インタビュー

小川祐司 愛媛 96期 S級2班
ケガから復帰し、原点に立ち返る決意
 12月6日の福井・S級シリーズ2日目に珍事が発生した。7RのS級一般戦は発走直後、急に雪が強くなり、みるみるバンクが真っ白に。2周半に差しかかったところで競走中止を告げる鐘が打ち鳴らされた。「前も見えないし、走路も滑って危なかった。こんな状態じゃ走れるわけがない」と、走っていた選手はご立腹だったが、唯一「最後まで走りたかった」と漏らした選手がいた。それが小川だった。

小川祐司 愛媛・96期
 9月25日の防府記念最終日8R、中団で牛山貴広(茨城)と並走になった際、押し上げを食らって転倒。左の肋骨を3本折る重傷だった。
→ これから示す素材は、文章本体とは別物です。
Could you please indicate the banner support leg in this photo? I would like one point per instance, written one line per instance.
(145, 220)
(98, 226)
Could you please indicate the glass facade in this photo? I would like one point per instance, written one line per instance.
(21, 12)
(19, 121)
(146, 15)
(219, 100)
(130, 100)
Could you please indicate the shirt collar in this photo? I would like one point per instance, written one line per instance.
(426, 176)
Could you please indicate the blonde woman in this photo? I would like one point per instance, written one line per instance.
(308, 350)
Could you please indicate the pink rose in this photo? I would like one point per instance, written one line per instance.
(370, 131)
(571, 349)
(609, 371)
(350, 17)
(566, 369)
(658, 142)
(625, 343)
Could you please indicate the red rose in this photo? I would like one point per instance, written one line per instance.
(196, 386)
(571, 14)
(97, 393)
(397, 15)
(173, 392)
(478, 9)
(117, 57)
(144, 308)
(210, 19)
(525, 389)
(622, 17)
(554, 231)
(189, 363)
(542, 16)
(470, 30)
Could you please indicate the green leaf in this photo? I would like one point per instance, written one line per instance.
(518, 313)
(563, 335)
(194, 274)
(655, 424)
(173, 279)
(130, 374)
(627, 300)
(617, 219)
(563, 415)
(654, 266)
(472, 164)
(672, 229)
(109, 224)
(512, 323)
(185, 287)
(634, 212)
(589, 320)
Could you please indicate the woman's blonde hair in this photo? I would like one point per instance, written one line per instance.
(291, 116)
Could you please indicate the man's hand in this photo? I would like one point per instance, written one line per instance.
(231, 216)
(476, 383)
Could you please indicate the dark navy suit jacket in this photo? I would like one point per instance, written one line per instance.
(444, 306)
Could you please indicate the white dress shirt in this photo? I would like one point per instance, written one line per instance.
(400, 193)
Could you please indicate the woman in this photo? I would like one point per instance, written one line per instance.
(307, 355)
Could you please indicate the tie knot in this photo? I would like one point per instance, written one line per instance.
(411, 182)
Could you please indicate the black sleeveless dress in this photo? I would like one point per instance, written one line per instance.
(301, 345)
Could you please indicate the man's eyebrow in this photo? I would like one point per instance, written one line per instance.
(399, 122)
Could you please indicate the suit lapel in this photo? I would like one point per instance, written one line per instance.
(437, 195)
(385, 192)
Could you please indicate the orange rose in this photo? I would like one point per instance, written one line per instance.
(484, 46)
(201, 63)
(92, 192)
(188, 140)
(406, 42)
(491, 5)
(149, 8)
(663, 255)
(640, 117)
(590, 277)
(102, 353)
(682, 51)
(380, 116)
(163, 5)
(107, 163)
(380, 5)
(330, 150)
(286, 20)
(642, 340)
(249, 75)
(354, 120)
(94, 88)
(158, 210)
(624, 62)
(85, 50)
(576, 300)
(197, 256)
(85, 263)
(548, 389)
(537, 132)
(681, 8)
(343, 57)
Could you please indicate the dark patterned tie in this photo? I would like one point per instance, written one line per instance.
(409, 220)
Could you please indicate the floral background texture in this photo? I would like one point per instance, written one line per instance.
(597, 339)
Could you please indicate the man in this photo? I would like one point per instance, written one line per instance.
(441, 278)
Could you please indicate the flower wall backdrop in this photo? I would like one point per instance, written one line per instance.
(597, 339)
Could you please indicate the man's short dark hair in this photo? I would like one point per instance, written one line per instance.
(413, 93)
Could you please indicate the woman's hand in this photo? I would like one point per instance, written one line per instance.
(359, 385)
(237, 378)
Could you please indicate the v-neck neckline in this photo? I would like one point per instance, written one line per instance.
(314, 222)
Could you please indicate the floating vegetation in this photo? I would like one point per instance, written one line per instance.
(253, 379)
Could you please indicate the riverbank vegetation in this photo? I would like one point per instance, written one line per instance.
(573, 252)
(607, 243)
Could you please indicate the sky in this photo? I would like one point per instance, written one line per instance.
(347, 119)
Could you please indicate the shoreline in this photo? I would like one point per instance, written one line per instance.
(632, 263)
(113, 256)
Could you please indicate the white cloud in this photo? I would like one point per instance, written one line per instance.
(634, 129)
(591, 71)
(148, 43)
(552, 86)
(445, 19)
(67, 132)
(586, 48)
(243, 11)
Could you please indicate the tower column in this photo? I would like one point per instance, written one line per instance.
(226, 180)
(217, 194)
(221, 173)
「選手になってからは初めての大けがでしたね。体ももちろんだったが、ようやく感じがよくなってきたところだったので、心のダメージが大きかった」。そこから2カ月半、ようやくこの福井で実戦復帰。初日はまったく見せ場なく敗れて「先行くらいはできると思っていたが…。甘かったですね」とさらに意気消沈。それでも「3日間で何とかきっかけをつかんで帰りたい」と、ファイティングポーズを崩すことはなかった。それだけに、突然降り出した雪が一層うらめしかったのだ。
 同志社大まではボート競技で活躍。身体能力の高さは競輪学校時代から注目されていた。09年、27歳でデビューしてからも順調に成績を伸ばし、昨年は平塚「ヤンググランプリ」にも出場(6着)。今年は7月弥彦「寛仁親王牌」でGI初出場も果たした。さらには、8月の豊橋FIでS級初優勝も経験。その1カ月後に、アクシデントが待っているとは…。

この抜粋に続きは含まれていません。